FED; Mart ayı toplantısında, daha önceki toplantılarda verdiği sinyaller doğrultusunda politika faizini %2.5’da sabit tutmasını bekliyoruz. Faiz oranını sabit tutmasına ek olarak; büyüme, enflasyon ve faiz arttırım projeksiyonlarını da güncelleyecek. Toplantıya dair merakla beklenilen en önemli açıklamalardan bir diğeri ise, yaklaşık 3,8 trilyon dolar tutarındaki tahvilleri almayı durdurma planına dair yeni ayrıntılar olacak. FED’in bu ayki toplantısında, 2019 faiz arttırım projeksiyonunu 1 veya hiç olarak değiştirmesi de bekleniliyor. Güncellenecek noktasal tahmin grafiği(dot-plot) ve ileriye dönük vereceği mesajlar da takip edilmesi gereken önemli bilgiler arasında yer alacak. Tüm bunlara ek olarak; bazı piyasa analistlerine göre, FED’in bilanço küçültmesinin sona erdiğini ilan etmesi de toplantıya yönelik beklentiler arasında dikkat çekiyor. Biz; FED’in Mart ayında faiz arttırmayacağını, küresel belirsizliklerin devam etmesi ve iktisadi faaliyetteki yavaşlamaya bağlı olarak faiz arttırımının yılsonuna ertelenebileceğini öngörüyoruz. FED; Avrupa, Çin ve Japonya tekrar genişlemeye başlamışken, 2019 yılını %50-50 olasılıkla faiz arttırmadan da tamamlayabilir.
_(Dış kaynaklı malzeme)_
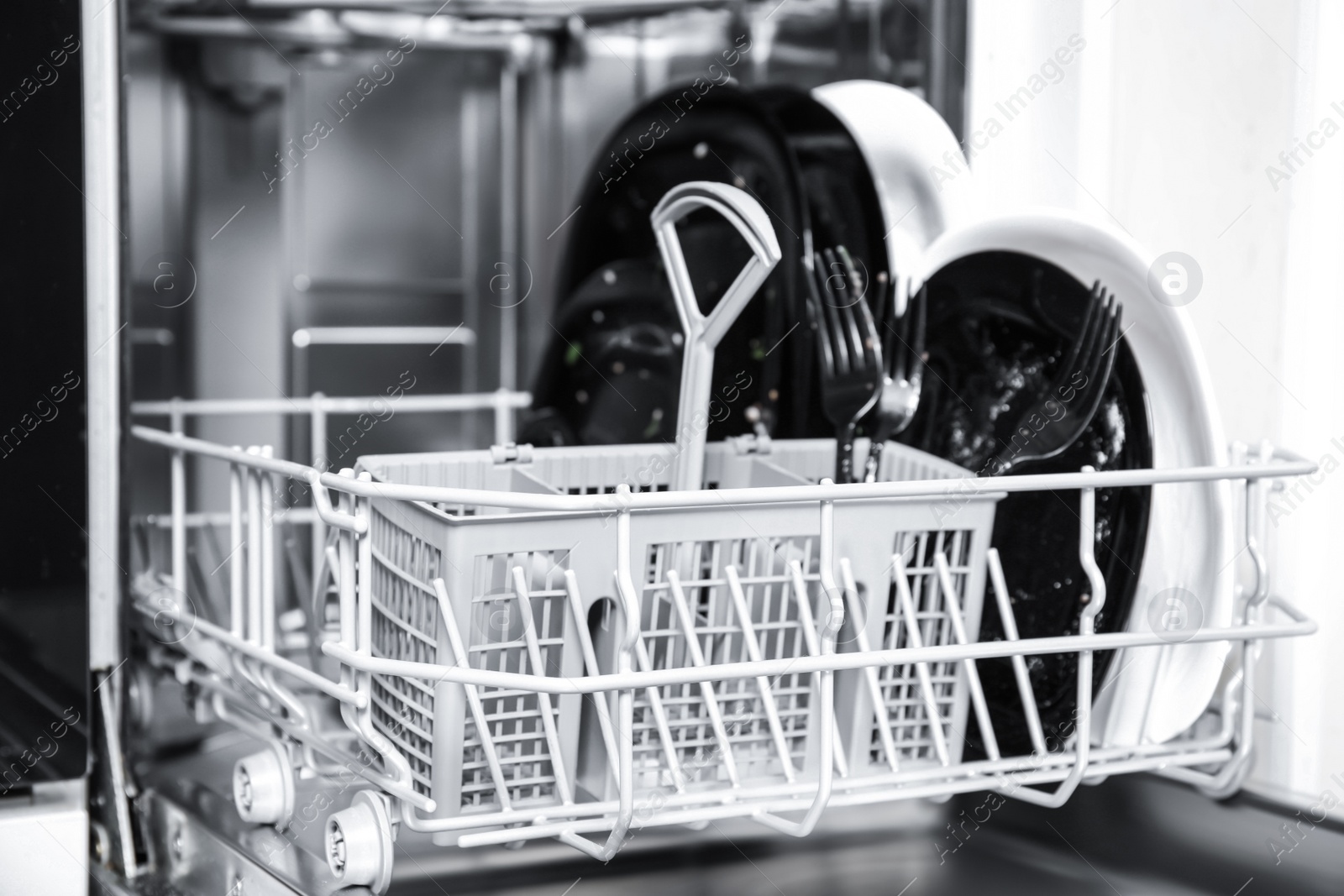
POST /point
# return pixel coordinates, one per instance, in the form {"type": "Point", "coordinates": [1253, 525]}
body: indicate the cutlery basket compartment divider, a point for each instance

FED’in piyasa beklentileri doğrultusunda faiz arttırmaması durumunda, global piyasalardaki risk iştahının artmasını beklemekteyiz. Gelişmekte olan ülkelerin ekonomileri ise FED’in faiz arttırımını durdurduğu noktada daha olumlu bir seyir izleyebilir. Bu doğrultuda EM para birimleri, dolar karşısında değer kazanabilir. Ekonomik büyümeye paralel olarak sanayi hammadde ve emtia fiyatları artabilir. Faizden negatif etkilenen altın fiyatları, faizin durduğu noktada yeniden yukarı yönlü bir hareket izleyebilir. Avrupa Merkez Bankası’nın yeni bir TLTRO programı başlatması sonrasında EURUSD 1.1190 seviyelerine gerilemişti ve ardından FED’in faiz arttırmayacağı beklentisiyle 1.1350’lere yükselmişti. FED toplantısından sonraki günlerde, FED beklentisinin fiyatlanmış olması nedeniyle, piyasa odağının Euro’nun kendi iç sorunlarına dönebilecek olması nedeniyle, EURUSD’da uzun vadeli düşüş trendinin sürmesini beklemekteyiz.